Strings to Document - Title in full text

There is a problem with the injection of title in full text when creating a document from strings.
The preprocessing and transformation nodes often act on the full text.

Examples:

- Number filter will remove the title if the title is numbers.

- Bag of Words Creator will have the title as a term. If you choose to not have a title, the Strings to Document will insert Row ID (Row0 and so on) as title and you will have Row as term.

If you look at the Sentiment Classification example (08_Other_Analytics_Types/01_Text_Processing/03_Sentiment_Classification) and run it as is, you will have no titles from the Strings to Documents node (even if it is activated), and you will have a nice roc-curve with a score at 0.94.
If you then open the configuration of the Strings to Documents and deactivate the "Use title from column", and directly activate it again, you will have, after running the workflow, a roc-curve with a score of 1.0. This because now the model is trained on the document classification and it will always be correct.

Is the title injection in the full text correct or is it a bug/not so good feature?

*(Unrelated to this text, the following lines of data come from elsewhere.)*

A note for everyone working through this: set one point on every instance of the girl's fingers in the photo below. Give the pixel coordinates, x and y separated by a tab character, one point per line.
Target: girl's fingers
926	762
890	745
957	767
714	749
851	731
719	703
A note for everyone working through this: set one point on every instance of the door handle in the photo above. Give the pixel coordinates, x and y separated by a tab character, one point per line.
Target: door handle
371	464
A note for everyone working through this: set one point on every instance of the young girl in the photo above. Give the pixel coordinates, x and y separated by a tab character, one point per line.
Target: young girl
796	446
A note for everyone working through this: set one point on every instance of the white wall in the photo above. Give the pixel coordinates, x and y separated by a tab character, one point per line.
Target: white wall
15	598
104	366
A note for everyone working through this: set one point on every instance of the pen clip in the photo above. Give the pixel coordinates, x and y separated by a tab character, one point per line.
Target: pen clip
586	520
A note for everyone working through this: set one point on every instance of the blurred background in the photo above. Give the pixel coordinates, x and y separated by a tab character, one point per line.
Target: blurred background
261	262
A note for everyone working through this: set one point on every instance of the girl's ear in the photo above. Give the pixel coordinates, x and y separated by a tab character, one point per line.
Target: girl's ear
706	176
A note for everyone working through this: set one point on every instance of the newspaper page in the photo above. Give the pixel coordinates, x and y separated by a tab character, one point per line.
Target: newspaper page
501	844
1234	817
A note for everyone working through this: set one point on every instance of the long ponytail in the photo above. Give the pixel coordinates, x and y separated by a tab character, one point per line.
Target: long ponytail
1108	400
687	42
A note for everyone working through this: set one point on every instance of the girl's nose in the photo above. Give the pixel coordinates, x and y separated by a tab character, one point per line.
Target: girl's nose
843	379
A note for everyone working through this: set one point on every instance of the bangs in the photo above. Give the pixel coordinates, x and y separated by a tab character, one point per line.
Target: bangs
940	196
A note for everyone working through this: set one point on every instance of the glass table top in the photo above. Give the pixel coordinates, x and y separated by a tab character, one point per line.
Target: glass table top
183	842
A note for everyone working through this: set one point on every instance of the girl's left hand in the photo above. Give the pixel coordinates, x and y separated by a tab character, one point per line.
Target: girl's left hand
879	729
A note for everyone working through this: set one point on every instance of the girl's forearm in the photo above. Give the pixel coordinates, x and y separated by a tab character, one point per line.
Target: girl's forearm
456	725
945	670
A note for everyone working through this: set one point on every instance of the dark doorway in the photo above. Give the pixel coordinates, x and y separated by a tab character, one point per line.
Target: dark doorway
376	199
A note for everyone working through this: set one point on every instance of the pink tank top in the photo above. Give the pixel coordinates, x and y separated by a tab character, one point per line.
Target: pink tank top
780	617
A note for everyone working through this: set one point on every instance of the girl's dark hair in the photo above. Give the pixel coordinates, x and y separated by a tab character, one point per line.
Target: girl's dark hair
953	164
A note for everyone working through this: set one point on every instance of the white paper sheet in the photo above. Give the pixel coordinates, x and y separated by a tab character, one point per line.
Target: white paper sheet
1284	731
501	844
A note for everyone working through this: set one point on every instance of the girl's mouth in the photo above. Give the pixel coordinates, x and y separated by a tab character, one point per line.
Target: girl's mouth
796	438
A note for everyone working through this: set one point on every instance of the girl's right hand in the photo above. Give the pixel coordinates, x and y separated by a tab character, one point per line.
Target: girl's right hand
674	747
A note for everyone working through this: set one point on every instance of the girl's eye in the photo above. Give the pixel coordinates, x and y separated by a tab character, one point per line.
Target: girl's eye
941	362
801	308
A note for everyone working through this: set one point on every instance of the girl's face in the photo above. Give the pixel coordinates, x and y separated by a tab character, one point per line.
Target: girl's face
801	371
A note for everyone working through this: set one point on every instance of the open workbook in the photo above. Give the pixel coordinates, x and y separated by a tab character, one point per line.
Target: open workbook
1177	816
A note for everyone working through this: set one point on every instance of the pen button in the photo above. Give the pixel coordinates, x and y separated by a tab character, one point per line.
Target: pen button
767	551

By the way, I'm running Knime v3.4.1.

Best regards,

Max

Hi Max,

the title is part of the full text. This is fully intentional. Having RowIds as titles and thus as part of the full text is not a good idea. Especially if you create document vectors for classification. In the next release (6th Dec. 2017) we will release a new feature for the Strings to Document node that allows to create document with empty title. You will then have the choice of using a column, the RowId or an empty string as title. This will solve the problem that if you have no column to use for title but don't want to use the RowId as well.

Cheers, Kilian

Thanks a lot!

Looking forward for this release. It will make it less problematic when working with sentiment analysis. You don't have to track what data you injected in the training data...

Thank you for a versatile application!

Max

 

This topic was automatically closed 90 days after the last reply. New replies are no longer allowed.